Audio: Majority of Americans can't live without their Internet
WASHINGTON -- On March 12, 1989, British Computer Scientist Sir Tim Berners-Lee published a little paper called "Information Management: A proposal," and the rest is history.
That paper proposed a framework for managing information on the Internet. That system later became the World Wide Web, the free code that Berners-Lee released a year later on Christmas Day, 1990.
From dial-up to digital, the Web -- now 25 -- has changed the way people all over the world do just about everything. A recent Pew Research survey found that 87 percent of American adults now use the Internet, with 68 percent of Americans using it over their mobile devices.
"If you are under 25 you have always lived in a world with the Internet," says Brett Larson of TechBites.com, in an interview with WTOP.
"The convenience, the amount of information you can get you can stream content right into your home, you can watch high definition movies," he pointed out, saying its all come a long way from when the U.S. military first began to plant the seeds of the Internet more than 40 years ago.
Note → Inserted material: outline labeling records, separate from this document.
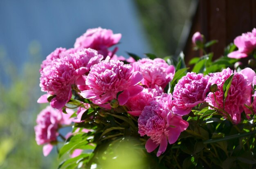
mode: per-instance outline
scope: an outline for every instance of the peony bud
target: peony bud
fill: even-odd
[[[238,68],[241,67],[243,65],[243,63],[240,61],[237,61],[234,65],[234,68],[237,69]]]
[[[192,43],[195,45],[198,46],[199,44],[203,42],[204,39],[203,36],[199,32],[196,32],[194,34],[192,37]]]
[[[218,86],[216,84],[213,84],[211,85],[210,91],[213,93],[216,92],[218,90]]]
[[[110,101],[110,105],[111,108],[115,108],[118,107],[119,103],[117,100],[113,99]]]
[[[50,102],[52,100],[56,97],[56,95],[49,95],[47,97],[47,101],[49,102]]]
The Internet was developed here and in Europe as a global network of networks connecting computers so that they can talk to one another. The Web is a service that uses this system to allow computers to access files and pages that are hosted on other computers. There is some technology that runs outside the Web on the Internet, but as Pew points out, "for many, (the Web) became synonymous with the Internet, even though that is not technically the case."
In 1995, only 14 percent of Americans were logging onto the Internet to browse the Web, while another 42 percent hadn't even heard of the Internet, or the Web. Since then, use has virtually exploded. According to Pew, 53 percent of users now say it would be "very hard" to give up the Internet. And not just for fun -- 61 percent of those people said it was essential to their work.
But socially, the Web has done wonders, according to Pew. Some 67 percent say they their communications, and thus their relationships, with family and friends have been generally strengthened, while only 18 percent said the Net weakened those relationships.
"There is considerable debate about whether online communication—through email, messaging, or social media—has strengthened or weakened relationships," said Pew. "Internet users' own verdict is overwhelmingly positive when it comes to their own ties to family and friends."